I grew up on a tobacco farm in far north Queensland. During high school I boarded at a Country Women’s Association hostel and trained in Brisbane before returning to teach at a rural school.
Leonie’s boyfriend’s was half-Chinese which piqued our interest in Asia. In March 1966 we boarded a ship from Brisbane for Yokahoma. There are no words to explain my shock. I didn’t have a television growing up. I knew my history and geography but had little visual knowledge. Tokyo was so big and high and had so many neon lights. Raw fish came in little bowls – I was used to ‘meat and three veg’ on big plates.
In May, we sailed to Hong Kong, still a British protectorate, where we planned to work. But Leonie didn’t get an interview so we decided to go to London. We had no money to fly or sail. Walking in Kowloon one day we saw an ad for a train to London for 34 pounds sterling. We paid on the spot. It was a non-class system so the tickets were called ‘soft seat’.
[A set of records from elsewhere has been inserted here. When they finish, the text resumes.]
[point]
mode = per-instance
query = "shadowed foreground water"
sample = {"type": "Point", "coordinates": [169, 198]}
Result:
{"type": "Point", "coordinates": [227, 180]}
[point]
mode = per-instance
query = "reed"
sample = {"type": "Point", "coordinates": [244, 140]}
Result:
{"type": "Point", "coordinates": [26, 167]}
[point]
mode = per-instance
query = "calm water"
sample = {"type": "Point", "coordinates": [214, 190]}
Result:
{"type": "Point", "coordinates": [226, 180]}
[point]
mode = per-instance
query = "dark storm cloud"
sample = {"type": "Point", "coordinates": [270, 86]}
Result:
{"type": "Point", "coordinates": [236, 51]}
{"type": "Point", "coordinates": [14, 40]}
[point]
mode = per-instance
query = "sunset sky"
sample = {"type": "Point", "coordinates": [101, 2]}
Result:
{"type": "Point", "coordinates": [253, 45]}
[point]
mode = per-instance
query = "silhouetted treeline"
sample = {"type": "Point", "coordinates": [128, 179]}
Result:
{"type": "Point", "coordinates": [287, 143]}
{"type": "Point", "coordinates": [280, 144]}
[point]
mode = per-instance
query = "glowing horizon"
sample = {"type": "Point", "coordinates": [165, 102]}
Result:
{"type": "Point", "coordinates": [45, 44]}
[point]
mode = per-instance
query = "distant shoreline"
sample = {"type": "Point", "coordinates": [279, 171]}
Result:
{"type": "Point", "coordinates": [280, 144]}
I missed the train from Kowloon but Leonie got on. I had her passport and vaccination certificates. I boarded the next train to the border of mainland China at LoWu. Hong Kong officials escorted me across a bridge and I was met halfway by the Red Guard. Leonie was in a waiting room surrounded by guards because I had her documents. They were going to give her injections!
Looking back, the revolution was all around us. There were no other westerners and loud-speakers blared propaganda on the train. We saw people streaming in from the communes in old trucks with red flags. But just as vivid in my memory is my first Chinese meal with ‘fungus’ in it.
In Peking we stayed at the only hotel for foreigners and were escorted to Tiananmen Square to see the propaganda film ‘The East Is Red’. People were flooding into the square too. Now I know they came to hear Mao. It was the lead-up to the Sino-Soviet split. Mao – a fundamentalist – believed Russian Premier Nikita Khrushchev was a revisionist.
We went to the Soviet Embassy three times by rickshaw for our papers but they wanted passport photos. We had no way to get them. The third time we went, the official yelled, “Go! Just go!” The embassy closed a week later. He had bigger problems than us.
In Moscow our cab driver asked for our papers. At the hotel, he took our suitcases out and then ran. Now I know it was because we had no papers, it was the middle of the Cold War and he was terrified. The concierge asked too. The hotel rang the Australian High Commission and, later, said we were vouched for. The next day we got our papers and a beautiful Moscow guide who took us to the Red Square and The Bolshoi Ballet.
In London we started hearing about the Cultural Revolution and we realised it was likely we were the last two westerners to pass through. The Cultural Revolution shut down China for 10 years.